1. Selon l’arrêt attaqué (Lyon, 5 juillet 2022), et les productions, Mme [X], salariée de la société ZF Boutheon (l’employeur) a déclaré une maladie professionnelle prise en charge à ce titre par la caisse primaire d’assurance maladie de la Loire (la caisse).

2. La caisse a formé appel du jugement d’un tribunal judiciaire ayant, notamment, déclaré inopposable à l’employeur la maladie supportée par la salariée et prise en charge au titre de la législation professionnelle.

Examen du moyen

Sur le moyen, pris en sa première branche

Enoncé du moyen

3. La caisse fait grief à l’arrêt de déclarer son appel irrecevable, alors « que l’exécution sans réserve d’un jugement non exécutoire ne peut valoir acquiescement que si la partie à laquelle on l’oppose est à l’origine de cette exécution ; qu’en retenant que la rectification des taux de cotisations faite par la CARSAT manifestait l’exécution sans réserve, par la caisse primaire, du jugement non exécutoire du 2 mars 2020 et impliquait nécessairement son acquiescement à ce jugement, sans relever l’existence d’un élément propre à établir qu’elle était effectivement à l’origine de cette exécution, la cour d’appel a privé sa décision de base légale au regard des articles 384, 409 et 410 du code de procédure civile, dans leurs versions applicables au litige. »

Réponse de la Cour

Vu l’article 410, alinéa 2, du code de procédure civile :

4. Selon ce texte, l’acquiescement peut être exprès ou implicite.

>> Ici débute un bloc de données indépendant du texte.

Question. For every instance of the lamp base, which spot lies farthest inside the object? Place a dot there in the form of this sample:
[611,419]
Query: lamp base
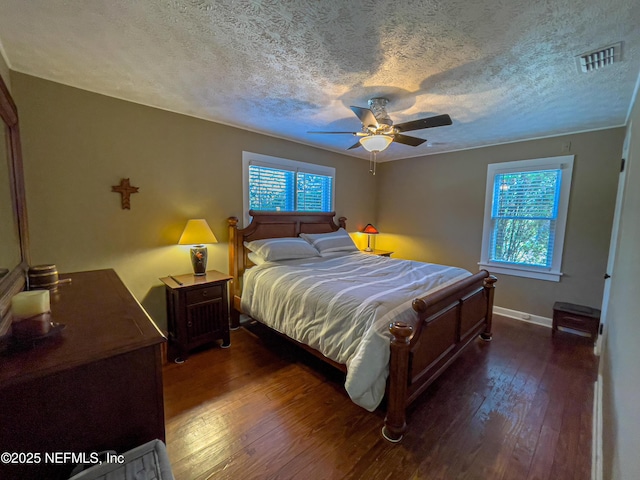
[199,260]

L’exécution sans réserve d’un jugement non exécutoire vaut acquiescement, hors les cas où celui-ci n’est pas permis.

5. Pour déclarer irrecevable l’appel formé par la caisse, l’arrêt retient, d’abord, que le jugement entrepris n’est pas assorti de l’exécution provisoire, qui n’est pas de plein droit en application de l’article R. 142-10-6, alinéa 1er, du code de la sécurité sociale.

6. Il relève, ensuite, que par notification du 25 novembre 2020, la CARSAT Rhône-Alpes, visant précisément le jugement entrepris et la prise en charge de la maladie professionnelle de la salariée, a indiqué à l’employeur que ce sinistre était retiré de son compte employeur et lui a précisé ses taux, recalculés en conséquence, pour les années 2017 à 2019.

7. Enfin, il retient qu’il en résulte que la notification à l’employeur par la CARSAT des nouveaux taux de cotisations consécutifs au jugement rendu par le tribunal repose sur l’acceptation par la caisse du caractère inopposable du sinistre qu’elle a pris en charge, ce qui manifeste une exécution sans réserve par la caisse du jugement non exécutoire et implique nécessairement son acquiescement au jugement dont elle relève appel.

8. En se déterminant ainsi, par des motifs impropres à établir que la caisse est à l’origine de l’exécution du jugement entrepris, la cour d’appel a privé sa décision de base légale.